Curta Joselito Müller no Facebosta

Em meio os gritos de comemoração dos parlamentares favoráveis à medida, era possível ver o lamento dos que são contrários à mesma, tais como Maria do Rosário e Jean Wyllys, que deixaram o plenário com cara de cu.

“Isso que aconteceu hoje aqui foi um atentado contra a democracia”, lamentou Rosário, enquanto era possível ouvir ao fundo a já antológica canção do “tiozinho do foda-se”, reproduzida por algum deputado ainda não identificado até o momento.

Wyllys, por sua vez, declarou que é necessário barrar a aprovação da proposta na próxima votação.

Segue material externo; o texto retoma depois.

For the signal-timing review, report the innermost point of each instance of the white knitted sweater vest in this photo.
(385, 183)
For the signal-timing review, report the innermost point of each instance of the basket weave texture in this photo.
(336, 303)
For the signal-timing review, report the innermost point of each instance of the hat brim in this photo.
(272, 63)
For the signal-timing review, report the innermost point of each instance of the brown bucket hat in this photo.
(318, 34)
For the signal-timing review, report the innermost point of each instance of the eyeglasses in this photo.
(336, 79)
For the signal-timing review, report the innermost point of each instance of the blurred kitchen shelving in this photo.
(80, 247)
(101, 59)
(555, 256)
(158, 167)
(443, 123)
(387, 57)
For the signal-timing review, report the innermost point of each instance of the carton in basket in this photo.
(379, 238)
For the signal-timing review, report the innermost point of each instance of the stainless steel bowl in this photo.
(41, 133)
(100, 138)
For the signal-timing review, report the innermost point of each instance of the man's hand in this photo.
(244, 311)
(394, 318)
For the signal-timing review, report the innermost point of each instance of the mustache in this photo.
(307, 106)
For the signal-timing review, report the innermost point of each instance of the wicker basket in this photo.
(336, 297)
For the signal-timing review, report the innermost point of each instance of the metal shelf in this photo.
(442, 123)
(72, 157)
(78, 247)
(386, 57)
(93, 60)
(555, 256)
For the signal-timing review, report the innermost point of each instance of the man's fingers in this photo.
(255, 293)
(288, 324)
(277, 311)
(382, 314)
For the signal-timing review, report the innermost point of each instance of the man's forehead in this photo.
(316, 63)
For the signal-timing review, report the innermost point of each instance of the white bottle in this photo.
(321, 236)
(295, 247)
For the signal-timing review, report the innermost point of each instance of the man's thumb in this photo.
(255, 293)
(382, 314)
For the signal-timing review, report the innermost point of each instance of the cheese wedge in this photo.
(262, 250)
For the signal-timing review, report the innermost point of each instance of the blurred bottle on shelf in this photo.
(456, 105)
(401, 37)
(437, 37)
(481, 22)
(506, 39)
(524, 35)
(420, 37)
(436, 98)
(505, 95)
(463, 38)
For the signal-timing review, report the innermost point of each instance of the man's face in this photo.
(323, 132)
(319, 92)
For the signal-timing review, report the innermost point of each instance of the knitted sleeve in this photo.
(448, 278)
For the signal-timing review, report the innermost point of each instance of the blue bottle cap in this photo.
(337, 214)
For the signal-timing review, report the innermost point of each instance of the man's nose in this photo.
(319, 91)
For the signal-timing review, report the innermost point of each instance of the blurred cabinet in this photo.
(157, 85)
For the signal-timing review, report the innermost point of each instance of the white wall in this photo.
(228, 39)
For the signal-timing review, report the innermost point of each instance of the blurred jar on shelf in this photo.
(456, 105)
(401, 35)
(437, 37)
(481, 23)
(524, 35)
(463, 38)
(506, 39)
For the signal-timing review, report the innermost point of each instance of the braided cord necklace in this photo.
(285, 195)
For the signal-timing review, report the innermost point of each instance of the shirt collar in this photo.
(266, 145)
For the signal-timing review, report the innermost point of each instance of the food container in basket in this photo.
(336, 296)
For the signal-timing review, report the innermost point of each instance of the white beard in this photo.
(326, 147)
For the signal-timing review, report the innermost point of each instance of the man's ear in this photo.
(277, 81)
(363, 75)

“É uma absurdo a aprovação da PEC, já que na véspera apenas 303 deputados foram favoráveis, enquanto 184, ou seja, a maioria, foi contra”, explicou.

“Vou propor que o setor mais prejudicado com a aprovação da proposta se mobilize e faça uma greve geral no país.”

Indagado sobre a qual “setor” se referia, Wyllys explicou que aludia aos “menores infratores e trombadinhas em geral”.

A conversa teve que ser interrompida quando um grupo de parlamentares veio em nossa direção fazendo um “trenzinho” e cantarolando “chola mais”.

Até o fechamento desta matéria não havia sido confirmada a realização da greve proposta pelo deputado.